"Moral Hazard" means that people with more insurance use more health care than people with less insurance. The term moral hazard came from the idea that an insured person knows that insurance will pay for losses and becomes careless. The classic example was a driver who becomes reckless after getting car insurance. Such behavior was viewed as irresponsible, so "moral" was included in the term moral hazard.
However, moral hazard can be viewed as plain old economics instead of morality. An insured person pays less for additional services. In the extreme, complete insurance coverage makes additional health care services look free. Thus, we should not be surprised when insured people use more health care services. Although insured people do not pay for additional services at the time that they receive them, someone pays for them when insurance premiums go up. In the long run, everyone in the insurance pool pays part of the cost when one person gets additional services.

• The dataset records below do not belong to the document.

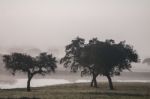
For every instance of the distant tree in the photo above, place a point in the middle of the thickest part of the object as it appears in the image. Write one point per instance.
(147, 61)
(73, 51)
(105, 58)
(41, 64)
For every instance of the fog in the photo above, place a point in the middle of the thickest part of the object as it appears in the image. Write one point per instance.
(33, 26)
(53, 23)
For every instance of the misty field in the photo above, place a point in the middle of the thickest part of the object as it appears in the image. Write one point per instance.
(81, 91)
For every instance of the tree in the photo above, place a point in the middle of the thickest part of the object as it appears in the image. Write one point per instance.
(105, 58)
(147, 61)
(41, 64)
(73, 51)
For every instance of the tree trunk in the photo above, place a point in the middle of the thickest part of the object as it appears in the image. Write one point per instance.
(94, 82)
(110, 82)
(28, 82)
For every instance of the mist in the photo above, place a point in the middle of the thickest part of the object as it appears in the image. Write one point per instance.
(46, 24)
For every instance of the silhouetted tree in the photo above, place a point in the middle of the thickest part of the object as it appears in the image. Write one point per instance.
(41, 64)
(147, 61)
(73, 51)
(105, 58)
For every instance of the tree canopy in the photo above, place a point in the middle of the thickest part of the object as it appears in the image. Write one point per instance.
(106, 58)
(42, 64)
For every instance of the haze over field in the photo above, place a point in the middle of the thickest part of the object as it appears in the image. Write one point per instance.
(34, 26)
(53, 23)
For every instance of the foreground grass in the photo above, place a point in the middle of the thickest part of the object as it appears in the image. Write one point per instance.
(81, 91)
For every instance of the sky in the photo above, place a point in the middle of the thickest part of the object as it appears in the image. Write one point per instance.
(54, 23)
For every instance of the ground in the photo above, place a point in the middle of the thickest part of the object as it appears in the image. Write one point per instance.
(81, 91)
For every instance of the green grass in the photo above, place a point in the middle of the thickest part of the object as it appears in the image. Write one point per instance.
(81, 91)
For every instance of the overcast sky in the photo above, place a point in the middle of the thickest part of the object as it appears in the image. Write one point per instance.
(48, 23)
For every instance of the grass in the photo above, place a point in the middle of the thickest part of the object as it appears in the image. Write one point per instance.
(81, 91)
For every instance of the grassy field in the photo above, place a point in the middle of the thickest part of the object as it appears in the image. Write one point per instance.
(81, 91)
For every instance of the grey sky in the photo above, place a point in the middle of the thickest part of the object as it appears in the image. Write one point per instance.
(47, 23)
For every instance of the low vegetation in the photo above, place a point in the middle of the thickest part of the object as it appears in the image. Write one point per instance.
(81, 91)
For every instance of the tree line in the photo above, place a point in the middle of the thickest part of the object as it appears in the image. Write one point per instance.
(104, 58)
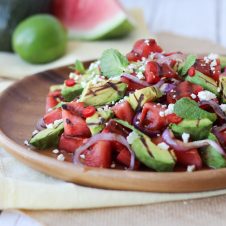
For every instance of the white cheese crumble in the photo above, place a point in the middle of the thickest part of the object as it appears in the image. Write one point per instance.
(170, 109)
(73, 76)
(163, 146)
(162, 113)
(212, 56)
(193, 96)
(60, 157)
(82, 156)
(206, 95)
(55, 151)
(132, 136)
(35, 132)
(140, 75)
(223, 107)
(54, 124)
(26, 143)
(190, 168)
(94, 65)
(185, 137)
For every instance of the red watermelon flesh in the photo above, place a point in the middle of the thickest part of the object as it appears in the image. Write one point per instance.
(92, 19)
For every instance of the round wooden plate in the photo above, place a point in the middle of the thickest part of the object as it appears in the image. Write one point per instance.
(22, 104)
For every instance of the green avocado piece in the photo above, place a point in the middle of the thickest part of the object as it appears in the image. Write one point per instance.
(211, 157)
(69, 93)
(103, 93)
(96, 121)
(204, 81)
(47, 138)
(141, 96)
(222, 83)
(198, 129)
(148, 153)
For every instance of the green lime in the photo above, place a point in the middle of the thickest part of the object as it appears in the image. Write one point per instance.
(40, 39)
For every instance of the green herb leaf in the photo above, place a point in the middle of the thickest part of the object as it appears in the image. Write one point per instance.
(79, 67)
(189, 62)
(47, 138)
(113, 63)
(189, 109)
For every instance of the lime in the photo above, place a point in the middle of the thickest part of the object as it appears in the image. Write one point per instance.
(40, 39)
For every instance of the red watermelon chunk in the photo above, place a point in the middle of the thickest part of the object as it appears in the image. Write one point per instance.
(92, 20)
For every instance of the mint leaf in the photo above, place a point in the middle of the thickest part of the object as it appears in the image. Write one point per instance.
(112, 63)
(189, 62)
(189, 109)
(78, 66)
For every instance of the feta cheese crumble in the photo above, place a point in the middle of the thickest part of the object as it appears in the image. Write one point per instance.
(193, 96)
(60, 157)
(169, 109)
(206, 95)
(185, 137)
(190, 168)
(132, 136)
(163, 146)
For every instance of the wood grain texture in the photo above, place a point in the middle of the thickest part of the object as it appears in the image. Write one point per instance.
(22, 105)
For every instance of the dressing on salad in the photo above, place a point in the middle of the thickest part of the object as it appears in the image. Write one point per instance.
(148, 110)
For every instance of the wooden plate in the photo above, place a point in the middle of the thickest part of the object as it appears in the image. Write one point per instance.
(22, 105)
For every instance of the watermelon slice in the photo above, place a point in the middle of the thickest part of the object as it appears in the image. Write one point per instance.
(92, 20)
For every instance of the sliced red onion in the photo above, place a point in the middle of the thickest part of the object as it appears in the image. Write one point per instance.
(160, 83)
(215, 106)
(136, 124)
(178, 145)
(167, 87)
(136, 80)
(104, 137)
(162, 59)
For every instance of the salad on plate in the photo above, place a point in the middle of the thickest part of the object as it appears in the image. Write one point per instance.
(148, 110)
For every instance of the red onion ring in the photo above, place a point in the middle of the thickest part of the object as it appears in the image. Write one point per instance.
(104, 137)
(136, 80)
(162, 59)
(178, 145)
(215, 107)
(136, 124)
(167, 87)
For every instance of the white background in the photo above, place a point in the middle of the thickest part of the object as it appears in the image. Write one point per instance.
(205, 19)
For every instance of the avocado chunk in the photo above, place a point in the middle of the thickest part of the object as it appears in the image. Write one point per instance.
(211, 157)
(147, 152)
(96, 121)
(198, 129)
(103, 93)
(141, 96)
(204, 81)
(70, 93)
(222, 83)
(47, 138)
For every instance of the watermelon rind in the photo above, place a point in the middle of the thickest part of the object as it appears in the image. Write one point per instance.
(119, 26)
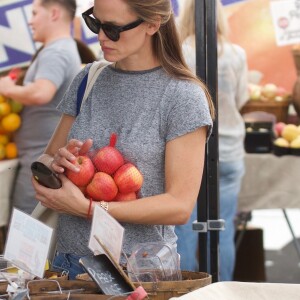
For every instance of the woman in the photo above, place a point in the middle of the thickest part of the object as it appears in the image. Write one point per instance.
(161, 113)
(232, 95)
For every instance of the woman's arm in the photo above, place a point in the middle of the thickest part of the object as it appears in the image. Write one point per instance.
(183, 174)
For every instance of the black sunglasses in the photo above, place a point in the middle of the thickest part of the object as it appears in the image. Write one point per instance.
(111, 31)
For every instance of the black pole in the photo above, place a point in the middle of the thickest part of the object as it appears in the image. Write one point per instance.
(208, 198)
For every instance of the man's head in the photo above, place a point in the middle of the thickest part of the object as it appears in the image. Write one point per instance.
(51, 19)
(68, 5)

Have you ever been on the way to a restaurant with a group of people and had someone (probably a heavy drinker or eater) suggest that you all "split the bill evenly"? If so, what happened? Did everyone order more? Unless friendships or dirty looks hold people back, the group will probably spend more with a check split evenly than it would with separate checks. People in the group will order things that are not really worth the money because they don't pay all of it. Who wants to order a cheap meal while others order expensive meals and drinks? Moral hazard causes excess consumption and a higher bill for everyone. The same thing happens with health insurance. Insured people use health care services with costs greater than benefits. For this reason, most insurance policies limit moral hazard in some way.